Hier soir, chez A. et L., un repas : poulet aux pruneaux, imitation coq au vin, accompagné d’un Guigal et de semoule. Un instant fugace, une résurgence sensorielle. J’ai douze ans. La maison de mes grands-parents, à V. Une aversion pour le coq au vin, cette alliance de vin cuit et de chair animalisée. L’odeur seule suffisait à me détourner de l’assiette. Pourtant, hier, j’en ai repris. Juste pour voir. Pour voir si c’était toujours le même goût, toujours la même répulsion.

Chez l’opticien, à Salaise, S. cherche une monture. Le vendeur consulte les bases de données. Cinquante euros de remboursement. Il y a deux ans, c’était intégralement pris en charge. Aujourd’hui, cotisations plus élevées, remboursements moindres. Une logique inversée. S. repose les lunettes. Ce sera pour plus tard. Une pensée dérivante : les soins dentaires. Encore plus inaccessibles. Des semaines d’attente, des coûts prohibitifs, des compromis absurdes entre douleur et budget. Une lente érosion des acquis, un démantèlement progressif. Ce qui était autrefois un droit devient une exception.

De retour cette nuit, en allumant mon écran, une vidéo s’affiche. L’image de présentation : Macron.

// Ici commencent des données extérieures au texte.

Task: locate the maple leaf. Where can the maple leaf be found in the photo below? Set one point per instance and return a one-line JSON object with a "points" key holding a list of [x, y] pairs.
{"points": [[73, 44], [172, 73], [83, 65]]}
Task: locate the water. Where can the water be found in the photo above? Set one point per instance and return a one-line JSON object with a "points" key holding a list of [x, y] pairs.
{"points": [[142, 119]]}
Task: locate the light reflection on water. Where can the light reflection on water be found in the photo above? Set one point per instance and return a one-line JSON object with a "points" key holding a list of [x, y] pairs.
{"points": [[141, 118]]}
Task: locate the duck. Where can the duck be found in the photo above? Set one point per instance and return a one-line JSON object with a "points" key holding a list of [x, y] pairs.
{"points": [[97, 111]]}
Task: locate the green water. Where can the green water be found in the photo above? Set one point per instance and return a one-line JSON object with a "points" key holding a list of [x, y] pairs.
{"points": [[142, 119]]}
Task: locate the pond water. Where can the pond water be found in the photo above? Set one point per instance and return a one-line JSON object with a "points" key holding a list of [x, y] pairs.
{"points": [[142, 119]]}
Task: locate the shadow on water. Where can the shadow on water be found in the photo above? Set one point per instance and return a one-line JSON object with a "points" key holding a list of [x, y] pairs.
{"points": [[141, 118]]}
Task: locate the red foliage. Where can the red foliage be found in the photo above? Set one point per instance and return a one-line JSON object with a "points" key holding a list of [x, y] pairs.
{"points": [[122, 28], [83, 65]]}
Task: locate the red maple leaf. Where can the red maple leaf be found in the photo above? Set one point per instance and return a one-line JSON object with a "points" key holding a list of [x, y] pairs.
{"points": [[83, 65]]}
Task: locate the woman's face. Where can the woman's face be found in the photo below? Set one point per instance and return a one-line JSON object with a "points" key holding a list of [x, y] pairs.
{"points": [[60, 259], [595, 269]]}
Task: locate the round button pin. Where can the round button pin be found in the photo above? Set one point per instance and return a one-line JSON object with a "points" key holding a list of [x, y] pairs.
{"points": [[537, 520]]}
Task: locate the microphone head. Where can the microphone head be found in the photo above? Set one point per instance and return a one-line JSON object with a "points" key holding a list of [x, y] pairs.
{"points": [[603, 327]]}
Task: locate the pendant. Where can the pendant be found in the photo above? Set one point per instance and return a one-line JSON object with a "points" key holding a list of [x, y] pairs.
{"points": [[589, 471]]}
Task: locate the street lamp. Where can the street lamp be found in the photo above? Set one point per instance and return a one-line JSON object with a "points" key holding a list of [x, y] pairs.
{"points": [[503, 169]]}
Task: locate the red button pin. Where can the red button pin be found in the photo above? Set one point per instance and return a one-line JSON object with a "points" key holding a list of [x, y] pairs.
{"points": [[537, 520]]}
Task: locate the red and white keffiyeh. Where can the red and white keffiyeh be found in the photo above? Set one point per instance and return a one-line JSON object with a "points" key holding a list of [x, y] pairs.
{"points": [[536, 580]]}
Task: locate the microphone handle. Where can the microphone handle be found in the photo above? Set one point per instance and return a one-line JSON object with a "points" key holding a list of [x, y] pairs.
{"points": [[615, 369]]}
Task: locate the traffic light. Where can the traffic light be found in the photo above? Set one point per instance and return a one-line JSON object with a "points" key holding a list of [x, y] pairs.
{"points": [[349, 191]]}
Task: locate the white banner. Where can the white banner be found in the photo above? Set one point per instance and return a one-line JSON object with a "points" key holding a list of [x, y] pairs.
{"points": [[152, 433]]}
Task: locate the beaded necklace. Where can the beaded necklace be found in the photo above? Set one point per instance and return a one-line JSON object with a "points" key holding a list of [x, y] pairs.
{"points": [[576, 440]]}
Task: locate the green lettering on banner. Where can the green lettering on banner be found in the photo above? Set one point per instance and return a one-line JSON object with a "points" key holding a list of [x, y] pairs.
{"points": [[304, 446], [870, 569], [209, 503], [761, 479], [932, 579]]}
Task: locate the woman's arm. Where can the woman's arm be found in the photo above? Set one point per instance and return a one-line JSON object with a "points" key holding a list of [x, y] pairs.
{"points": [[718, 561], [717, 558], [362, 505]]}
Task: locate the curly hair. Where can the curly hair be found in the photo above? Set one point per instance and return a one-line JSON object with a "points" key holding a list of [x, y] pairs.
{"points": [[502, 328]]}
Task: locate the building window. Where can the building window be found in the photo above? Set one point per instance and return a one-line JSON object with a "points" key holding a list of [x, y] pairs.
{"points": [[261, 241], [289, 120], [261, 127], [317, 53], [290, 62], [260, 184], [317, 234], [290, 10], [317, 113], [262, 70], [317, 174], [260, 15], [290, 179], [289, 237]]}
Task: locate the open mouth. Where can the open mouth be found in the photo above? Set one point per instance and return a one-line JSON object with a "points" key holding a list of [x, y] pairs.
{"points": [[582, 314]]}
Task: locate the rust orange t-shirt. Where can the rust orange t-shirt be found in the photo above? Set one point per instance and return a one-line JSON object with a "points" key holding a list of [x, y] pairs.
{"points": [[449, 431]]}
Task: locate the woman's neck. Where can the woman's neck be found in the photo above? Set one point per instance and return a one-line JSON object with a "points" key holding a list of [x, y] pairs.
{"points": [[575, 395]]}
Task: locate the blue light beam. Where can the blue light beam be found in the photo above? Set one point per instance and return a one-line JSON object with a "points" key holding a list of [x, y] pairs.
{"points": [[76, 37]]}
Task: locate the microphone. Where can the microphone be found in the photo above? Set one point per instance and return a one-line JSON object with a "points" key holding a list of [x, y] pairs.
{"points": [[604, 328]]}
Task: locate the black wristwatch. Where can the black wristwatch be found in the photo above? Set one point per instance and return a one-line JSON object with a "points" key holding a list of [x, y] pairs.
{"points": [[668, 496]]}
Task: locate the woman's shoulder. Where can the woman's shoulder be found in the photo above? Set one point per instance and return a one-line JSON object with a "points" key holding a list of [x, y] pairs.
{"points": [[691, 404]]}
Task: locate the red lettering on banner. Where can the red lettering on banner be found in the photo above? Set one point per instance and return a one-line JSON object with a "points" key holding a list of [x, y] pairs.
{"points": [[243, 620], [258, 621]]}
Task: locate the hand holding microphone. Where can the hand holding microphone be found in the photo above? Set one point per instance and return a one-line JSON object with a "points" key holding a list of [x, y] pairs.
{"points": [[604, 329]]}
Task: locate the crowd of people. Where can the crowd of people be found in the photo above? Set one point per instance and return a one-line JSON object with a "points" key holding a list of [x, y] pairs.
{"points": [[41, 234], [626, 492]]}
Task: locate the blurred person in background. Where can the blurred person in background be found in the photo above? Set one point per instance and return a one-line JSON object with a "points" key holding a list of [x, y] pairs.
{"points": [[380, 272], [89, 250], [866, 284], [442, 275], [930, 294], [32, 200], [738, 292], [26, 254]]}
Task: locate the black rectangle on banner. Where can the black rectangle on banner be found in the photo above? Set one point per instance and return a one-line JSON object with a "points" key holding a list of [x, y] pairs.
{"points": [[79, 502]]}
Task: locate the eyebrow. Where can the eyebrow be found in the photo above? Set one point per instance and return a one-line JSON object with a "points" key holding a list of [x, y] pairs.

En dessous, un mot unique : "guerre". Je ne clique pas. La guerre, encore. Toujours. Peu importent les pertes, la famine, les destructions. Il ne reste que la perpétuation du système. Un écran froid, une déclaration sans surprise. Pas un débat, juste un constat. Un monologue projeté vers l’extérieur, sans véritable attente de réponse. Un engrenage qui tourne sur lui-même, broyant les individus sans que personne ne puisse en freiner la cadence.

La nuit. Une douleur, localisée dans la mâchoire. Persistante, sourde. Ralentir la respiration. Laisser la douleur exister, sans chercher à la combattre. Mais alors surviennent des images. Un charnier. Des paysages en ruine. Gaza, peut-être. Ou ailleurs. Des fragments d’histoire, de conflits superposés, indissociables. Une mosaïque de souvenirs et de réalités contemporaines qui se percutent dans la conscience. Essayer d’y échapper. Mais elles s’imposent, inlassables. Elles reviennent en vagues, s’ancrent, s’étendent, ne laissent aucun répit. L’odeur singulière de la pierre calcinée. Une chaleur résiduelle, persistante, presque palpable. Des projections d’étincelles. Un cercle d’hommes assis. The Dream Time. La perception d’un temps suspendu entre le réel et l’abstraction. Ouvrir les yeux.

50 après J.-C. L’Empire romain s’étend sans résistance. L’ordre établi n’est qu’une supercherie. Un simulacre. Rien n’a réellement changé. Une illusion d’évolution qui masque une répétition infinie. L’argent ne fait que circuler sur lui-même, ne produisant rien. Une équivalence structurelle entre les milieux bancaires et criminels. L’attente du sommeil, comme un dernier refuge. Mais même cet espace intime est devenu poreux, infiltré par ces pensées parasites, ces images qui refusent de s’effacer. L’ultime illusion serait peut-être celle du repos.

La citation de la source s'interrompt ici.